MedMen, if you're haven't experienced one of its many LA locations (a New York outpost is also on the way) is often and pretty accurately described as the Apple Store of weed: Typically, dispensaries are windowless, cramped, dark spaces that just feel a little dodgy even if what you're doing in them is totally (or, at least regionally) legal. MedMen operates behind floor-to-ceiling windows in bright, airy spaces filled with iPads and helpful staff to provide any info you may need on whatever strain or delivery method of marijuana you're interested in, sending customers home with product in Instagram-friendly, red, zip-locked packaging. It's pioneering the idea that shopping for weed can be a chic experience.
Marijuana is now legal in various forms across 30 states, and it lends itself particularly well to the wellness movement that's already prevalent in LA, and marijuana/fashion/beauty connections and partnerships are already frequent. A number of beauty products incorporate CBD, and Lord Jones, a luxury cannabis company, will soon have CBD-infused products stocked in The Standard hotel minibars. Next week, the brand is hosting a "medicated soundbath and guided meditation" at the hip chain's Hollywood location; I've also been invited to "medicated" yoga classes. Designer Rachel Comey recently hosted a launch event for Broccoli at her LA store on Melrose Place; nearby, at Moon Juice, customers can order CBD-infused matcha lattes. Last year, the New York Times called Campbell's luxury cannabis brand Beboe "The Hermès of Marijuana." I, a fashion editor, have been gifted a number of cannabis products by MedMen, which is repped by a PR company that has also hosted me at events for a lingerie retailer and a chic vitamin startup, to give an idea of the space MedMen is trying to occupy.

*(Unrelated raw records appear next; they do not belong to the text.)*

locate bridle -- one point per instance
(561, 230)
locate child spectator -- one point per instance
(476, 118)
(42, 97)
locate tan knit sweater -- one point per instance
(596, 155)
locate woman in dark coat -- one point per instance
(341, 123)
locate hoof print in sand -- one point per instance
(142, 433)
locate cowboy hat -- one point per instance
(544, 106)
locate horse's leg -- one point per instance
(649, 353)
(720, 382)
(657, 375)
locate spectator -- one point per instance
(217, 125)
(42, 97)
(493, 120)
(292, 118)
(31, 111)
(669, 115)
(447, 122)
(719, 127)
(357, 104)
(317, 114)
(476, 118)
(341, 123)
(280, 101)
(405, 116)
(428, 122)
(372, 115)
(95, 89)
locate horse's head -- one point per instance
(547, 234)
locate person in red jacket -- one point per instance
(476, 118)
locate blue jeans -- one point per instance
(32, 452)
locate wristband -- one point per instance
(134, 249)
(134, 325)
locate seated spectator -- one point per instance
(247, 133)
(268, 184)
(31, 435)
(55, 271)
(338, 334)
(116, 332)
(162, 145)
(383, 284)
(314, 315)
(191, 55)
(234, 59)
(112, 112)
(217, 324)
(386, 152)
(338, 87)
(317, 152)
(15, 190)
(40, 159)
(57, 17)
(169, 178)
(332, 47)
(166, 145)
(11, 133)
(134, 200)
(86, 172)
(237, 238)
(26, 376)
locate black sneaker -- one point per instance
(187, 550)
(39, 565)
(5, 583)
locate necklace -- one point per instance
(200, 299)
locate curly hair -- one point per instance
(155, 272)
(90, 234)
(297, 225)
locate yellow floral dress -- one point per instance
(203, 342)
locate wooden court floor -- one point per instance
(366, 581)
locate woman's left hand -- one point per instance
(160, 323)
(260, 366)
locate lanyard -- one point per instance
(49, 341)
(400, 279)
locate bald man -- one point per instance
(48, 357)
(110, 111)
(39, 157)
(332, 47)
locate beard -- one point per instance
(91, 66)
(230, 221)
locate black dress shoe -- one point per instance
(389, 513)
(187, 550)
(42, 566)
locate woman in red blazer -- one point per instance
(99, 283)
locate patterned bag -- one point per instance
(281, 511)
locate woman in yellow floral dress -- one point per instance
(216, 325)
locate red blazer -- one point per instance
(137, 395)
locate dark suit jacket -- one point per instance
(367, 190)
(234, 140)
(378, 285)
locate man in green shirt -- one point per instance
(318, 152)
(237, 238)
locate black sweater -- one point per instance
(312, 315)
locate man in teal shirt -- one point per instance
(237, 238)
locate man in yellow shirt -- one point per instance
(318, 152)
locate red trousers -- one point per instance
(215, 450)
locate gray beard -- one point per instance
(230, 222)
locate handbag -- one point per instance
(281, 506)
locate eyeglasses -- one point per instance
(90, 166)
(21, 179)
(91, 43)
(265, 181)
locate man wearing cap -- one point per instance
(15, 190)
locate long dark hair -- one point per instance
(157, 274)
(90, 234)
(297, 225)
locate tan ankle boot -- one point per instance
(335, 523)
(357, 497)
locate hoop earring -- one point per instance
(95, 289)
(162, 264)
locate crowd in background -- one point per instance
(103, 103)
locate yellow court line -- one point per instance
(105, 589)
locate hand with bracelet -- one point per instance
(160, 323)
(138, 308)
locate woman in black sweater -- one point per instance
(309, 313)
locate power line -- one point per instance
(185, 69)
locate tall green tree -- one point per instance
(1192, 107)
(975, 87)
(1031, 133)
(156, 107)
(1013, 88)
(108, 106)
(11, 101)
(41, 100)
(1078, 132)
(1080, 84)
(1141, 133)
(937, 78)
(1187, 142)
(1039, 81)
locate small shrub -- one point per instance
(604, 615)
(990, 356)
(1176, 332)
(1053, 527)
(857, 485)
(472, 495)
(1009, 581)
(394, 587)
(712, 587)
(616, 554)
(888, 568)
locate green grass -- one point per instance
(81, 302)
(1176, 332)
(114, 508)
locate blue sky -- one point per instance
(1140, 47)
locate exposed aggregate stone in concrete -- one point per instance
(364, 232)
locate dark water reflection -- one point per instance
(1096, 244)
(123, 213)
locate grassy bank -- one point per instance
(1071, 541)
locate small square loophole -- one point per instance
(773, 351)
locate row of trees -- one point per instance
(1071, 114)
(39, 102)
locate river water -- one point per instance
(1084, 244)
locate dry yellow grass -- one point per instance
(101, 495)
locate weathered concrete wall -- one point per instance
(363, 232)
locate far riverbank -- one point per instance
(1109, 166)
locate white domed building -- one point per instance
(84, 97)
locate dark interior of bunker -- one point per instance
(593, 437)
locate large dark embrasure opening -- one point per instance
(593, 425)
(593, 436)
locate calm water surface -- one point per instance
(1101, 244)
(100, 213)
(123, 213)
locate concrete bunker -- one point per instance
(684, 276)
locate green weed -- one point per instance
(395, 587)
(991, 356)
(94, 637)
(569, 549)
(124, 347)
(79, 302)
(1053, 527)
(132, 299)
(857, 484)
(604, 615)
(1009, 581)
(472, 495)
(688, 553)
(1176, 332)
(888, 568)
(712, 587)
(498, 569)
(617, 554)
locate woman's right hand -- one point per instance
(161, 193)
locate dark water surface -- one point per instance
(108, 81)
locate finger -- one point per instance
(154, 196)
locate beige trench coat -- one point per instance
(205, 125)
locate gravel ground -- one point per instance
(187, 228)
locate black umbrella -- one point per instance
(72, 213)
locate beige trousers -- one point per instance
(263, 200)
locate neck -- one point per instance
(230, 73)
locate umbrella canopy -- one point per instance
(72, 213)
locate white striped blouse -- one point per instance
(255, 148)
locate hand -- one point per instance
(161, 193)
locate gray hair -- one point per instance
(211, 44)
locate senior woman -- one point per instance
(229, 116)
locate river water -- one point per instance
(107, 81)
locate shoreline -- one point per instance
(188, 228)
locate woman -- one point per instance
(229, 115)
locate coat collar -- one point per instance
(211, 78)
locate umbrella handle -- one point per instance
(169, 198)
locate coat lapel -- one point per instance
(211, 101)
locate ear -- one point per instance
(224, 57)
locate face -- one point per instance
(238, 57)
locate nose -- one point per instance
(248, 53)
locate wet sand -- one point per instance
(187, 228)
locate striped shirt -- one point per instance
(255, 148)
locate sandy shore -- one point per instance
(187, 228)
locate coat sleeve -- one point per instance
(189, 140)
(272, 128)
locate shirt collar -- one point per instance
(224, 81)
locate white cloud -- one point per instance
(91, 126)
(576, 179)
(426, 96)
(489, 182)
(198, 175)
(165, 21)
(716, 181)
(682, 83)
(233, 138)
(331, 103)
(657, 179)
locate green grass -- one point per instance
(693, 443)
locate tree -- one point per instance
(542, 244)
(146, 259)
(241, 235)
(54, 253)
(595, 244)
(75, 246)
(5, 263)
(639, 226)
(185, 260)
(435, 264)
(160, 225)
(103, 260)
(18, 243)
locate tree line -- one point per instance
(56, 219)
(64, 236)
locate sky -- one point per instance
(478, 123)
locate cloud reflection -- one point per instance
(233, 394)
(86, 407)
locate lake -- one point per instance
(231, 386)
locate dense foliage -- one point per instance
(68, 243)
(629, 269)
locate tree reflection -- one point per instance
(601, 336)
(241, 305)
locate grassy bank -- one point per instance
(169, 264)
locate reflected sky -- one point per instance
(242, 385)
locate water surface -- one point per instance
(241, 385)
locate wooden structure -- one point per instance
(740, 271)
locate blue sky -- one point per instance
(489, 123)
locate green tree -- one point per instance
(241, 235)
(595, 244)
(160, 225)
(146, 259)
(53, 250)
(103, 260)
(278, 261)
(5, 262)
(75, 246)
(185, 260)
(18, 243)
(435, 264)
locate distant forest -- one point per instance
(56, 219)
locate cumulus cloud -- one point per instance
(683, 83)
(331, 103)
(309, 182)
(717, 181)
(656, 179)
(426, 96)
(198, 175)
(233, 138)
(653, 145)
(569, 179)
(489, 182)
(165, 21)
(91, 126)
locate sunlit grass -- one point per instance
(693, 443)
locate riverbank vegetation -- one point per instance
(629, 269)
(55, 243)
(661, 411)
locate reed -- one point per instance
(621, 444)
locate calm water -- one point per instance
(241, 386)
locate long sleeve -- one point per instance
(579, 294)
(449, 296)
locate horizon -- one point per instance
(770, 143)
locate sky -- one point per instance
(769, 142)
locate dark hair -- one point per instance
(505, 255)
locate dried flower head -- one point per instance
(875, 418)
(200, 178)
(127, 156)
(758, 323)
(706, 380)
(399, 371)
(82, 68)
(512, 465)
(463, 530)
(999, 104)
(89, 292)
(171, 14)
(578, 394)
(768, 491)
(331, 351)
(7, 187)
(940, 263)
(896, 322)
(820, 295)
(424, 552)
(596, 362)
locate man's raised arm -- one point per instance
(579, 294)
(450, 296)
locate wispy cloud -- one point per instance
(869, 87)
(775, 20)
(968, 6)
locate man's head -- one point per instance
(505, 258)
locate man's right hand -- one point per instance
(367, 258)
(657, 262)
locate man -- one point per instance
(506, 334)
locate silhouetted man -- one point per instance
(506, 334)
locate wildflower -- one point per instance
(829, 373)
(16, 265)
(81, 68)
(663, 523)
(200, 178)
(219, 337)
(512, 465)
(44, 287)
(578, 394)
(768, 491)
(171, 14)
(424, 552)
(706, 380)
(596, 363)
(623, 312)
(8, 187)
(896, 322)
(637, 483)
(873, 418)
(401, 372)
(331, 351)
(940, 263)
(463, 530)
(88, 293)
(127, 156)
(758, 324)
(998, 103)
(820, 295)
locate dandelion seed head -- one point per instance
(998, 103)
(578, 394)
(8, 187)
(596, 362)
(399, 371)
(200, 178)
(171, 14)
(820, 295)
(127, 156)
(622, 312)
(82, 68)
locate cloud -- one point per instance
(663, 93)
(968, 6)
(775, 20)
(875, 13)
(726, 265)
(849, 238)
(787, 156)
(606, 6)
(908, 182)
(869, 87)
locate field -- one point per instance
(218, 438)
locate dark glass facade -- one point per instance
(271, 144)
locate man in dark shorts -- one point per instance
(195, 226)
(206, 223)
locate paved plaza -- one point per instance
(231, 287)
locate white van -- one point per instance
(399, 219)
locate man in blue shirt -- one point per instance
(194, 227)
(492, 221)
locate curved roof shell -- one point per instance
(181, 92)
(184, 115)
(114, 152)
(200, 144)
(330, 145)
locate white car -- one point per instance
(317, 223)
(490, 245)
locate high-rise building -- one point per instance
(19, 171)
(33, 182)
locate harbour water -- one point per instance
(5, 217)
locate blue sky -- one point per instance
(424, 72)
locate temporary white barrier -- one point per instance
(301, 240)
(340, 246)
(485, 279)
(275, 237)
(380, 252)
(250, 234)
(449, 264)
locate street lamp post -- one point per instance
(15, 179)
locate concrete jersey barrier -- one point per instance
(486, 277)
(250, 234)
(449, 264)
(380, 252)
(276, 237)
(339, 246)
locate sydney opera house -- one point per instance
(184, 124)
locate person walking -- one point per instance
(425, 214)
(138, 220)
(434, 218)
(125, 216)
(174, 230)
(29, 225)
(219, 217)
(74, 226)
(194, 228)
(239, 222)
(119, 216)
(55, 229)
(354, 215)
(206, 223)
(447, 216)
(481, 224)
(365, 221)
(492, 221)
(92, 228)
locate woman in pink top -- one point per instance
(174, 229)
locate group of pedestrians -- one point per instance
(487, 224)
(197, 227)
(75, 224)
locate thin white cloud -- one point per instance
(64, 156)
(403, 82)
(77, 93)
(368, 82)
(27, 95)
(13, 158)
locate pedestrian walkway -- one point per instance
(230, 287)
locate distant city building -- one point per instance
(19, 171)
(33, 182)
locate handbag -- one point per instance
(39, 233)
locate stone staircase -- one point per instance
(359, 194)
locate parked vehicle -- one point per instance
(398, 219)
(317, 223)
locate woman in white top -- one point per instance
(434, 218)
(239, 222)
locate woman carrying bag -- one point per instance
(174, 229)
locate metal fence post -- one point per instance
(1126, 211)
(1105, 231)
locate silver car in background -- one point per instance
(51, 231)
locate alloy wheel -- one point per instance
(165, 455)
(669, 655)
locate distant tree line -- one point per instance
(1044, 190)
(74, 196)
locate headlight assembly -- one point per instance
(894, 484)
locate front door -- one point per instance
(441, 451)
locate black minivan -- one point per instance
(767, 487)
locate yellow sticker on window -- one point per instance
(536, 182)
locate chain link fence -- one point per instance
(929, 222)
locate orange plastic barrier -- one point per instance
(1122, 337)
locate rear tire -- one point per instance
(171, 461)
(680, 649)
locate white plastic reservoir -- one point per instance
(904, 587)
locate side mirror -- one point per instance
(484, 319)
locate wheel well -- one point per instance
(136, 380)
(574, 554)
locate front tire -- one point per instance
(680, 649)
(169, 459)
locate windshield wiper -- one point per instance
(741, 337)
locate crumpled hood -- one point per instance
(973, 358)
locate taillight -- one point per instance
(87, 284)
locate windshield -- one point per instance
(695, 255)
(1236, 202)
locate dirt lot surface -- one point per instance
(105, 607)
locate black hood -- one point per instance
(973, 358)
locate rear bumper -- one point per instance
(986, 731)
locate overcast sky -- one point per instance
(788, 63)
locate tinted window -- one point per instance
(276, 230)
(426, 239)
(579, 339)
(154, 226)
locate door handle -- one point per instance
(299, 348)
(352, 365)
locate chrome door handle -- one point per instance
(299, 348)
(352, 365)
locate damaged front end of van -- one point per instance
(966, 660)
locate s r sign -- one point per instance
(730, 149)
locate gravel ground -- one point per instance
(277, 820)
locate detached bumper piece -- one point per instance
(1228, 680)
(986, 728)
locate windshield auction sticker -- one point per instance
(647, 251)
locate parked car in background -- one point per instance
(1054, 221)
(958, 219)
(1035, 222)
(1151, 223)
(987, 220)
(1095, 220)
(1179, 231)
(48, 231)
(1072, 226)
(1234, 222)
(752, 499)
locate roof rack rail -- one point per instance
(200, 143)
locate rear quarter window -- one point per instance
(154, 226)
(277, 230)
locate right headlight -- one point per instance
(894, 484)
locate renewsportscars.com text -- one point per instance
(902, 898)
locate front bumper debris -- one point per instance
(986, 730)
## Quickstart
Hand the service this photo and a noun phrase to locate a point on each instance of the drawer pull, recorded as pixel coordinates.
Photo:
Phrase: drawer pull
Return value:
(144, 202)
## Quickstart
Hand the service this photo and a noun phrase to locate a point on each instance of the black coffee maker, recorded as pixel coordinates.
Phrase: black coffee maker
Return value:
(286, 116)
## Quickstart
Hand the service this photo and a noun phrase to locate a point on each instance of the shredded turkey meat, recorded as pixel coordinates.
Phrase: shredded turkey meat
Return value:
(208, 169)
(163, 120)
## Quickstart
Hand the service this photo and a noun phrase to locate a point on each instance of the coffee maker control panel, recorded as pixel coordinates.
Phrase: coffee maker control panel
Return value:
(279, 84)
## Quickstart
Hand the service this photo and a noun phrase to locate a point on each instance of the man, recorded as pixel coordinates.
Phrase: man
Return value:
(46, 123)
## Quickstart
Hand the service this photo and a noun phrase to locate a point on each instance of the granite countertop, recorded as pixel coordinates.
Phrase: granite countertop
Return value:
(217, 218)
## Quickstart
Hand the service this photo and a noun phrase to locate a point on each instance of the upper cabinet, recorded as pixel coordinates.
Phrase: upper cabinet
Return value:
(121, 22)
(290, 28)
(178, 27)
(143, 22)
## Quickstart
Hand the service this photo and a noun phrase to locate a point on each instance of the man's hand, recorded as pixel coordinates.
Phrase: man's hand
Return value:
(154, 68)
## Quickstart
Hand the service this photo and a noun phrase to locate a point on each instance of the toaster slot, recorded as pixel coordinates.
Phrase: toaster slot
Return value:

There are also more women getting into the cannabis space than ever before, but it's worth noting that there is still a racial disparity in marijuana, the criminalization of which has historically put far more black people in jail than white people. In 2016, only 1 percent of dispensaries were owned by black people.
Caretta expects that cannabis will only become more intertwined with the fashion and beauty realms as people become more educated about it, especially regarding the benefits of CBD. "I think a couple of the bigger, more mainstream beauty brands will eventually get into the CBD part," he says. And as far as marketing, influencers could become a big opportunity. Personally, I have seen a few LA-based influencers touting MedMen packages on Instagram, but the company says it has not yet engaged in paid partnerships with them. "We're approached nonstop by mainstream influencers to do stuff, but we haven't pulled the trigger on it yet because anytime you get into the influencer space you've got to do it the right way," says Carretta.
Plus, he's thinking even bigger than that. "Our objective is, it goes all the way to the finish line and it becomes something you see next to fashion brands in magazines or CPG brands, on TV, primetime programing and sports programming," he says. "That's the goal at the end of the day."